Both Jana and I though we wouldn’t be “those” parents. But guess what? We are them. Big time. Those parents that cry when their kid steps into the classroom. Those parents who sit by the phone during the morning in case they get a call from the administration. Those parents who can’t believe that six years has already come and gone.
Along with the first day of school, there come alot of questions at least in my mind:
Is he prepared for the challenges of being in the world, but not being of the world?
How will he handle the fact that not everybody he meets is going to be nice to him?
Did we make the right choice in choosing public school over home or private school?
How is this experience going to change him and our family?
How long is it going to be before he is simply too cool for all the things he used to do?
So as I reflect on his little room in our home, still filled with stuffed animals and pictures and toys that he might soon decide he’s too old for, I’m trying to sort through, with a spirit of wisdom, all the emotions. And for me, I think it comes down to this:
I suddenly feel very out of control. And that’s hard for me, especially with Joshua.

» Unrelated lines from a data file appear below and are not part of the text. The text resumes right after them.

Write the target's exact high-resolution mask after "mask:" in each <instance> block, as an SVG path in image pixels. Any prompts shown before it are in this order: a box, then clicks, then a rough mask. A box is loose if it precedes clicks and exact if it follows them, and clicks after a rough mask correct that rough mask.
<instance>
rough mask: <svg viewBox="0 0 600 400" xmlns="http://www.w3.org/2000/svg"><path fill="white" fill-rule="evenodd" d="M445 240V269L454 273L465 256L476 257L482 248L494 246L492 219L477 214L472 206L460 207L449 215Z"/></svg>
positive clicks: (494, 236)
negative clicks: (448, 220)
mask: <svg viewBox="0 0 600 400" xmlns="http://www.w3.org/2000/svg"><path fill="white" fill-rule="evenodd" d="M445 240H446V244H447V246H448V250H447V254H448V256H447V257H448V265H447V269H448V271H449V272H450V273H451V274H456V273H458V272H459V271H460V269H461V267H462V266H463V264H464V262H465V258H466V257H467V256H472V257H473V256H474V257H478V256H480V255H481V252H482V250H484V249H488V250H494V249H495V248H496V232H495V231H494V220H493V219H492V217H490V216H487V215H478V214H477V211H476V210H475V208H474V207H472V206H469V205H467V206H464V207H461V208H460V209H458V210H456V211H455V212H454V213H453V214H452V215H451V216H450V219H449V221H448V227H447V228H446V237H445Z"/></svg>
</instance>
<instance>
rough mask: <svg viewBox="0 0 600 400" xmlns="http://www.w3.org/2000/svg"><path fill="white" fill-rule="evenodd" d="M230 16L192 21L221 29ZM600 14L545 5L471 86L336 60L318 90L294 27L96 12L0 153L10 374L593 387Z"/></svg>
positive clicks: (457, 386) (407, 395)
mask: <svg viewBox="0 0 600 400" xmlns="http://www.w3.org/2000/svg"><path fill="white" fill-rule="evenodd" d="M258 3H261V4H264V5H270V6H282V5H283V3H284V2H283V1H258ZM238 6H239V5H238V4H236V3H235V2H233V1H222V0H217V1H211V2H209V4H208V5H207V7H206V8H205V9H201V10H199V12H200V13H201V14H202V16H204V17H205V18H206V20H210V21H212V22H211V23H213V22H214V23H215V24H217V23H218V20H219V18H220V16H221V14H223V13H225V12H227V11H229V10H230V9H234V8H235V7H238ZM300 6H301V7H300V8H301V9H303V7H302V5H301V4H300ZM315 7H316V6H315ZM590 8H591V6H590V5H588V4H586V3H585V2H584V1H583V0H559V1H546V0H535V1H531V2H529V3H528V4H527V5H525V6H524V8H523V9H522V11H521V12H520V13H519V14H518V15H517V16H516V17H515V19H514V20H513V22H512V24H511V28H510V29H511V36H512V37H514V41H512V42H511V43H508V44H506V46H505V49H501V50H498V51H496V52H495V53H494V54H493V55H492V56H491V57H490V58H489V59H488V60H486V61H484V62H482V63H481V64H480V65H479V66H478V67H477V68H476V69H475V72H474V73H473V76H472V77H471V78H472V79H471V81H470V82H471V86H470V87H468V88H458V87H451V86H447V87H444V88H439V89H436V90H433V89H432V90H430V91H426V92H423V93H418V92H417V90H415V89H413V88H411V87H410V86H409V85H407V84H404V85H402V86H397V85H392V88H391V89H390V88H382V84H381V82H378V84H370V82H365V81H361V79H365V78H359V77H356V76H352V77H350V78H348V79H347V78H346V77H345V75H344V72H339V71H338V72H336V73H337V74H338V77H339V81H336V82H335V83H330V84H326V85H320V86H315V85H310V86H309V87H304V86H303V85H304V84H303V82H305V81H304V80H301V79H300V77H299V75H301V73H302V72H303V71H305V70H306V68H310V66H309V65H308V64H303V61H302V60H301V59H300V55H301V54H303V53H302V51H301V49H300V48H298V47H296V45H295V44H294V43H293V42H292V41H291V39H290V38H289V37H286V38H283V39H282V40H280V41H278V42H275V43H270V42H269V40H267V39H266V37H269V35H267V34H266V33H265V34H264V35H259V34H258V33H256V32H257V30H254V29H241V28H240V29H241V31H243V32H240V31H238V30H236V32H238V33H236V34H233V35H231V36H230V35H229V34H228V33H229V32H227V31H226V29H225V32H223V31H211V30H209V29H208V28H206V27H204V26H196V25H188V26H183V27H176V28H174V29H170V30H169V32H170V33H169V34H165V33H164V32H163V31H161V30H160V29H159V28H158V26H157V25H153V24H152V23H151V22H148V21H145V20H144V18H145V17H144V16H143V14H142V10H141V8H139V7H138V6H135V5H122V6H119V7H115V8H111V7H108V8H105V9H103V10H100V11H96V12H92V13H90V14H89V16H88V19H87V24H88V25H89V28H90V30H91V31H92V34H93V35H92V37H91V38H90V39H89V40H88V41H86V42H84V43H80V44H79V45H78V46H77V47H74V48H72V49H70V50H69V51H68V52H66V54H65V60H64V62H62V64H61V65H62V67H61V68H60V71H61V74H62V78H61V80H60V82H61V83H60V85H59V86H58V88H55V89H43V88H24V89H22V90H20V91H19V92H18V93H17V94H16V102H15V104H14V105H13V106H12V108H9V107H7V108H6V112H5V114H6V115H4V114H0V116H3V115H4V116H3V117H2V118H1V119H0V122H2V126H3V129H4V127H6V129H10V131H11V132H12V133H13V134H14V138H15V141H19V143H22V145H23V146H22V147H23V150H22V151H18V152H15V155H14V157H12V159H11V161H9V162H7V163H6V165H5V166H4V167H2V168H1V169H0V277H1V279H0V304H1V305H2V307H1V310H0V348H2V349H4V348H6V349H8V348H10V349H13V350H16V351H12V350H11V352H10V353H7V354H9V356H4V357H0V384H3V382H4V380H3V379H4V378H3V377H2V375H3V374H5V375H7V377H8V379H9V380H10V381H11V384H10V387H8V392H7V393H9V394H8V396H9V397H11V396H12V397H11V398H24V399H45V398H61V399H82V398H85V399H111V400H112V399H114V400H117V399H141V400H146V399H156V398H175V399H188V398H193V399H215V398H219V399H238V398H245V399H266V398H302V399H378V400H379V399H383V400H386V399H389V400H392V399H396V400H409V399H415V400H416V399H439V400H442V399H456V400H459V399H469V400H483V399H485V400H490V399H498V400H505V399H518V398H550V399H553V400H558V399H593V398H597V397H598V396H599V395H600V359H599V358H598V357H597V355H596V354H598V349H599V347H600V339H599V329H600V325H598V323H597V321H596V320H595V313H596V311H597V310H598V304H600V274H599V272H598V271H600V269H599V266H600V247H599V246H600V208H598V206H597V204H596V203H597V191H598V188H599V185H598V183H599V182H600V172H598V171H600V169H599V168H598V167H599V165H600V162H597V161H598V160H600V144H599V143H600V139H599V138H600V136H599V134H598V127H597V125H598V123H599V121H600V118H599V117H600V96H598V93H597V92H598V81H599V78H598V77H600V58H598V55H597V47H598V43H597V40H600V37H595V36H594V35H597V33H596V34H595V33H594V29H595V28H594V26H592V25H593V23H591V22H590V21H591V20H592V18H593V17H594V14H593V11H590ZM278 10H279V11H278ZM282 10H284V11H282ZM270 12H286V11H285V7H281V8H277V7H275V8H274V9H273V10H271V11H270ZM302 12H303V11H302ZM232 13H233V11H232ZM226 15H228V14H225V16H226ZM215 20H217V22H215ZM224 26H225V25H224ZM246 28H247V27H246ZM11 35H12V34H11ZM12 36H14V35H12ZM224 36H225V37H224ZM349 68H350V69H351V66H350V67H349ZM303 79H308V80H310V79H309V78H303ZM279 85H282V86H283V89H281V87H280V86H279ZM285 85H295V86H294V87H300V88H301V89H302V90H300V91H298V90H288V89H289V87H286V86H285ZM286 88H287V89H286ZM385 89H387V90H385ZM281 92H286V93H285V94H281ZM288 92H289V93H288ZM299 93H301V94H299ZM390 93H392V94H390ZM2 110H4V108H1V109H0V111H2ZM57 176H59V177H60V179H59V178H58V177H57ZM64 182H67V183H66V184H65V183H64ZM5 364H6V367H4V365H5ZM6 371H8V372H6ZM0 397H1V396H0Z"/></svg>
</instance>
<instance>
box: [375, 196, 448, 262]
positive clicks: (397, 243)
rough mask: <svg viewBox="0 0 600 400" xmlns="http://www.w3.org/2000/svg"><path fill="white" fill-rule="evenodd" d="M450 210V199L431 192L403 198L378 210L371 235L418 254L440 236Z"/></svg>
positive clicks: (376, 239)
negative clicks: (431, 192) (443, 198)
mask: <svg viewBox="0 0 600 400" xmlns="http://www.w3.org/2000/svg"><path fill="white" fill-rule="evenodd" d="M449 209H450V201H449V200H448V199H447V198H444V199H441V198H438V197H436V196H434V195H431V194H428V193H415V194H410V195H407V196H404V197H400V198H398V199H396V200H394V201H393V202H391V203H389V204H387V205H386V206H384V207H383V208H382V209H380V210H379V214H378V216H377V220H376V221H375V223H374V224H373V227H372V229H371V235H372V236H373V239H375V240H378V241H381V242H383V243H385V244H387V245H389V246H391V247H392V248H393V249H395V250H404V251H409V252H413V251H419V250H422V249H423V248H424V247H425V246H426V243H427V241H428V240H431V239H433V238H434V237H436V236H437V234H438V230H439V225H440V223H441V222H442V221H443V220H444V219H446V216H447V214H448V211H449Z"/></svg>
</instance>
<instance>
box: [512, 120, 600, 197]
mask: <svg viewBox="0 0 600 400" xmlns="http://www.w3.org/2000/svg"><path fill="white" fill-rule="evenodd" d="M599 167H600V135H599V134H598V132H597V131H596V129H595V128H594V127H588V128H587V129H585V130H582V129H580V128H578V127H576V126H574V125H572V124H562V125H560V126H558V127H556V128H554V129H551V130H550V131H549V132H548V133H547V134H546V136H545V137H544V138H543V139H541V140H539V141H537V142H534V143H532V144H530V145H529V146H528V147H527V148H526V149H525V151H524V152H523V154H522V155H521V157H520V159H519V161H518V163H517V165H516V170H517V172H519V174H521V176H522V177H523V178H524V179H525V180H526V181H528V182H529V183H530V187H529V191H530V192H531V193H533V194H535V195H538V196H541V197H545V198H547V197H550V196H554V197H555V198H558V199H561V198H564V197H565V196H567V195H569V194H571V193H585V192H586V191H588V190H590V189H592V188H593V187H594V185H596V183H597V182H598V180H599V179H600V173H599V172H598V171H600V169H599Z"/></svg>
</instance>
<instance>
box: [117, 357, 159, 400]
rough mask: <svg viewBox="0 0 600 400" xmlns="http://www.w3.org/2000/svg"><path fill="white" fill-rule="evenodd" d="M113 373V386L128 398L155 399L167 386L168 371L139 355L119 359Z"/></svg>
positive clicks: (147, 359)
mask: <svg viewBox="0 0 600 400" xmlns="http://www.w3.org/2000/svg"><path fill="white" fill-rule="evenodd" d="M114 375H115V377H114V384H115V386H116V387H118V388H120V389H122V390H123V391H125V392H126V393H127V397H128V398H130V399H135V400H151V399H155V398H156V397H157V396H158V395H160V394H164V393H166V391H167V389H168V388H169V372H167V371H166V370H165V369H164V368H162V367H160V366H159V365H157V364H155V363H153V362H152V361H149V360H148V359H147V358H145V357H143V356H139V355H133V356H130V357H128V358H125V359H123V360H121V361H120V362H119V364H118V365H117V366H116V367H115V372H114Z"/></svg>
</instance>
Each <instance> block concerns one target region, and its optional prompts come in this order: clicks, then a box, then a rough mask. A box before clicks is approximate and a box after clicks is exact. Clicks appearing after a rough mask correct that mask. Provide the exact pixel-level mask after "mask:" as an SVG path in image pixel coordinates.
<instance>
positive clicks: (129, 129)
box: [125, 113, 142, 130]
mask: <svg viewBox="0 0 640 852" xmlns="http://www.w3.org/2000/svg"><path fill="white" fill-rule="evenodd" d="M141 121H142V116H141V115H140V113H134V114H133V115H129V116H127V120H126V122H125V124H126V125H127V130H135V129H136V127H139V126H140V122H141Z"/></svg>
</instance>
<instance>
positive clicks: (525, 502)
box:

It was almost four years ago that my son was diagnosed with leukemia. Close to a year ago that he went off of chemotherapy. But throughout those four years, the control thing has been a constant battle for me. Today I’m feeling the same thing I have felt many times over the course of these past few years whenever Joshua has entered something new.
His first baseball practice.
His first overnight sleepover.
Even the times when I’ve taken him to play on the playground. I’ve had to make a conscious effort to let him go and play with the other kids instead of hovering over him to make sure he is protected. Maybe that’s the fear of losing him that comes from cancer coming out in me. Maybe not. Regardless, it seems to be about control.
This, I choose to believe, is where the gospel is brought to bear on the first first day of school. We’ve tried our best to prepare Joshua. To teach him about Jesus. To raise him in love and faith. But have we done enough?
Unquestioningly, no. We have not. I have not.
I have not been the perfect father.
I have not been the perfect teacher.
I have not been the perfect example.
But the gospel? Well, the gospel is God making up for what we lack. And in parenting, as in all cases, we lack very, very much. The gospel doesn’t excuse our lack; it assumes our lack. Because of Jesus, in this situation where I can’t do much else, the only avenue left for me is to believe.
Which ironically, is where I should have started to begin with.
In your grace, Father, take care of our son this morning.